Une touriste observe des vaches se nourrissant d'herbe contaminée par les radiations, le 11 février 2016, cinq ans après le tremblement de terre ayant provoqué l'explosion de la centrale nucléaire de Fukushima.
Une touriste observe des vaches se nourrissant d'herbe contaminée par les radiations, le 11 février 2016, cinq ans après le tremblement de terre ayant provoqué l'explosion de la centrale nucléaire de Fukushima. © Toru Yamanaka - AFP

Contester les informations officielles

Les survivants de la catastrophe tiennent à partager leur témoignage, en mémoire des victimes. Akiko Onuki est enseignante et également guide bénévole. Six de ses élèves, ainsi qu'un de ses collègues, sont morts dans la catastrophe.

"Je n'accepte pas du tout la façon dont les médias présentent Fukushima, comme une région complètement rétablie, parce que de nombreuses personnes sont oubliées dans l'histoire. On a beau dire, personne ne pourra jamais revenir dans ces villes."

C'est pour la même raison que Masami Yoshizawa, éleveur laitier, laisse ses 300 vaches sur place. Comme il le raconte à Japan Today, il a refusé l'ordre du gouvernement de faire abattre son troupeau, qui se nourrit aujourd'hui de l'herbe hautement contaminée de la région.

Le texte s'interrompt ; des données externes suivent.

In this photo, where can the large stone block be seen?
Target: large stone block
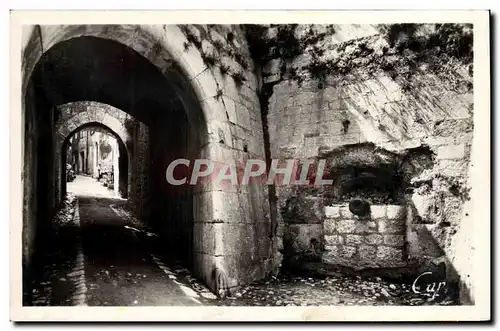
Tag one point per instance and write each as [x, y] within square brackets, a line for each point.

C'est donc une bataille de propagande qui se joue entre les anciens habitants de la région de Fukushima et les autorités japonaises. Ces dernières ont même annoncé que les équipes de football japonaises s'entraîneront dans la région pour les Jeux olympiques de 2020, alors que 100.000 personnes n'y ont toujours pas regagné leur domicile.